Die Ultima Serie gehört mittlerweile zu den bekanntesten Rollenspielen. Jeder Spieler, der sich auch nur ein wenig über Rollenspiele interessiert, kennt die Kultserie von Richard Garriot welcher damals auch Lord British genannt wurde. Im Jahre 1980 erschien der erste Teil der Ultima Serie für den alten Computer Apple 2 welcher dann später auch für Comodore 64 erschienen ist. Als im Jahre 1990 schon bereits de sechste Teil der Serie erschienen ist, erschufen die Spielehersteller von Orgin die Umsetzung des vierten Teiles auf dem Master System. Wie man es schon aus den Vorgängern kennt hat sich Orgin auf die üblichen Tugenden der Ultima Serie besinnt und gaben dem Spiel jede Menge an Geheimnissen, Dungeons und natürlich auch Monster. Dazu kommen noch die vielen Waffen, Rüstungen und Zaubersprüche welche zu der damaligen Zeit ziemlich anspruchsvoll waren. Ausserdem ist die altertümliche Fantasy Ambiente einfach genial.

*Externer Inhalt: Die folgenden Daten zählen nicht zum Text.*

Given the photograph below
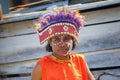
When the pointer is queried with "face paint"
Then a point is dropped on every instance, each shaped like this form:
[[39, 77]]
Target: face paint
[[67, 45]]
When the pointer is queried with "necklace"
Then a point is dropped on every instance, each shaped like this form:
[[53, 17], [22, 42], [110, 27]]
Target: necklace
[[58, 59]]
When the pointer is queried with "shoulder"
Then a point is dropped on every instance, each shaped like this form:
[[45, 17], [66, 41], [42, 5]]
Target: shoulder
[[80, 55]]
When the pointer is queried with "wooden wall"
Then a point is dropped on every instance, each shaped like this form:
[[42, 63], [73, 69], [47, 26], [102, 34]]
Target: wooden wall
[[99, 41]]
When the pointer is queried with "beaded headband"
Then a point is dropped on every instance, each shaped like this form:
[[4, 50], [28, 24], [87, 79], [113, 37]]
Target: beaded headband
[[59, 21]]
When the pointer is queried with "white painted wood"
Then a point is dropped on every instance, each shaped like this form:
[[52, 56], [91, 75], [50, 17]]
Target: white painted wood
[[95, 60], [96, 37]]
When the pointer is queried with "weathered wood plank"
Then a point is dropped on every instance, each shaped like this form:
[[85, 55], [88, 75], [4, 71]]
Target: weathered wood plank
[[92, 38], [112, 74], [92, 17], [89, 6], [95, 60], [103, 15], [103, 59]]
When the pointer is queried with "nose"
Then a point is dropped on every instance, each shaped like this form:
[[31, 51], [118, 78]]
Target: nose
[[62, 44]]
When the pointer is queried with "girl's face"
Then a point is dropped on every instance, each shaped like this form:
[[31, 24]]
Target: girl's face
[[61, 44]]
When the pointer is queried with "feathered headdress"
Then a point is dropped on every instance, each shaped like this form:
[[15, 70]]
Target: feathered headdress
[[59, 21]]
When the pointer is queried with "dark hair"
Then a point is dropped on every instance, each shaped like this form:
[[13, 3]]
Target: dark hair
[[49, 48]]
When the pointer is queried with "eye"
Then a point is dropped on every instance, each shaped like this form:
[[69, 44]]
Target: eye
[[56, 39]]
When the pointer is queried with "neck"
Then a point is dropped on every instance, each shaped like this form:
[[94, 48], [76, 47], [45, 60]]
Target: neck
[[61, 57]]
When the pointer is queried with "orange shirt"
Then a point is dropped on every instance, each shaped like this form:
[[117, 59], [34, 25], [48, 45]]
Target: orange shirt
[[54, 69]]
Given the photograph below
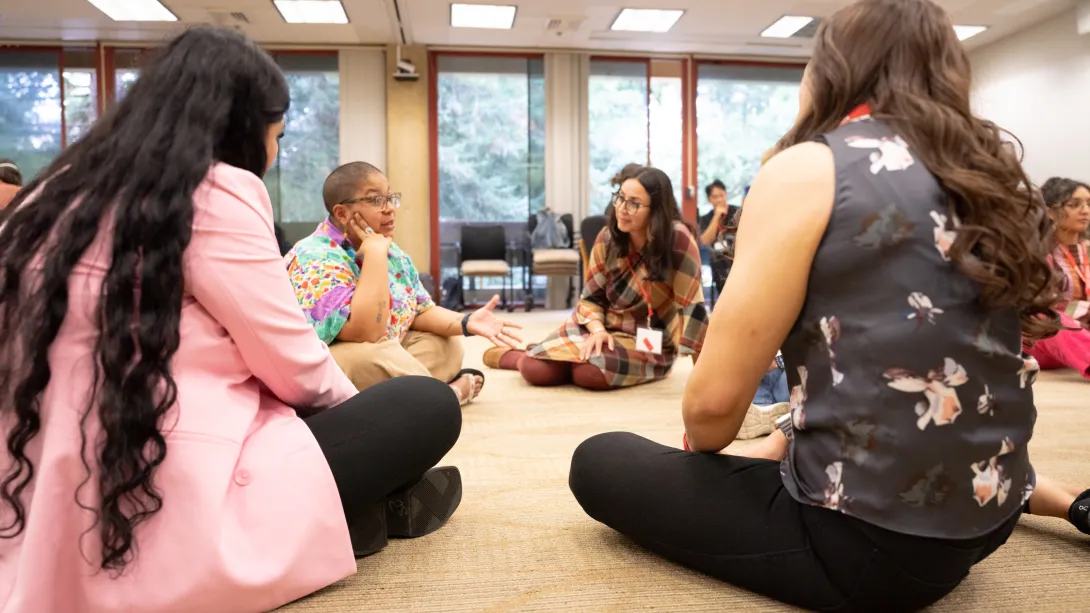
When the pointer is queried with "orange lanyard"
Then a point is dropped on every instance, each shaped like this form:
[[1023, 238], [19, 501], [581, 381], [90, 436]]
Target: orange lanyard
[[644, 289], [858, 112], [1080, 267]]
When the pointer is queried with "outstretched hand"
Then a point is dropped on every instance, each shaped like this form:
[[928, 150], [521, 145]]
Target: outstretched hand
[[484, 323], [594, 344]]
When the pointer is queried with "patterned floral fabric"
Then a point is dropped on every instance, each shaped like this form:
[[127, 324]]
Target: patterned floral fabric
[[911, 406], [324, 269], [612, 296]]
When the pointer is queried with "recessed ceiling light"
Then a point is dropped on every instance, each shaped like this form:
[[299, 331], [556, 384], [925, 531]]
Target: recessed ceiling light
[[966, 32], [786, 26], [134, 10], [492, 16], [311, 11], [646, 20]]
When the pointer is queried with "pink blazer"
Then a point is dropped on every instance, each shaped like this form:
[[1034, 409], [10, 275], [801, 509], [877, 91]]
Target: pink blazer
[[251, 517]]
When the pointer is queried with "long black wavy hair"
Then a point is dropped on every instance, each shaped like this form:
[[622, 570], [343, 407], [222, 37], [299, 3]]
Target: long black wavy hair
[[208, 95], [658, 253]]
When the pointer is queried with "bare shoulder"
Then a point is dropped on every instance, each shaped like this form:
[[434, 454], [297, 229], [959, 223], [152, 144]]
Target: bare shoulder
[[799, 179], [806, 163]]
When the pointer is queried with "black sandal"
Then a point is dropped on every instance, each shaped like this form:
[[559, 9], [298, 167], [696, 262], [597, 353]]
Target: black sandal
[[1079, 513], [472, 395]]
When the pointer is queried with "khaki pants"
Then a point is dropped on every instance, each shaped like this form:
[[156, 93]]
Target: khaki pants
[[418, 353]]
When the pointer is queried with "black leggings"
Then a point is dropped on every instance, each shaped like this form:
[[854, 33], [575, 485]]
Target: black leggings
[[386, 437], [731, 518]]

Die Geschichte erzählt über einen Helden der nach einen Gespräch mit einer Wahrsagerin in Ohnmacht fällt und komischer Weise in einer altertümlichen Welt wieder aufwacht. Dort trifft er auf einen den Herrscher des Landes Britannien welcher ihm die Umstände aufklärt. Seine Aufgabe ist nämlich nach den acht Tugenden, die man Runes of Virtue nennt, zu suchen. Ich persönlich finde das die Story leider ein wenig im Hintergrund steht da sie eigentlich nur für das ausdauernde Erforschen von Geheimnissen und Kämpfen mit Gegnern dient. Allerdings ist das recht offene Spielsystem einfach klasse. Das Spielsystem lässt den Spieler einfach jede Menge Freiraum und mit dem Avatar macht das Spielen noch mehr spaß. Übrigens der Begriff Avatar bedeutet laut dem allgemeinen Rollenspiel Duden nichts anderes als ein virtuelles Abbild des Spielers in einem Cyberspace. Interessanter Weise machten die Spielehersteller von Orgin in den ersten Spielen der Ultima Serie den Avatar zum Helden damit der Spieler völlig in die große Fantasy Welt einbezogen wird.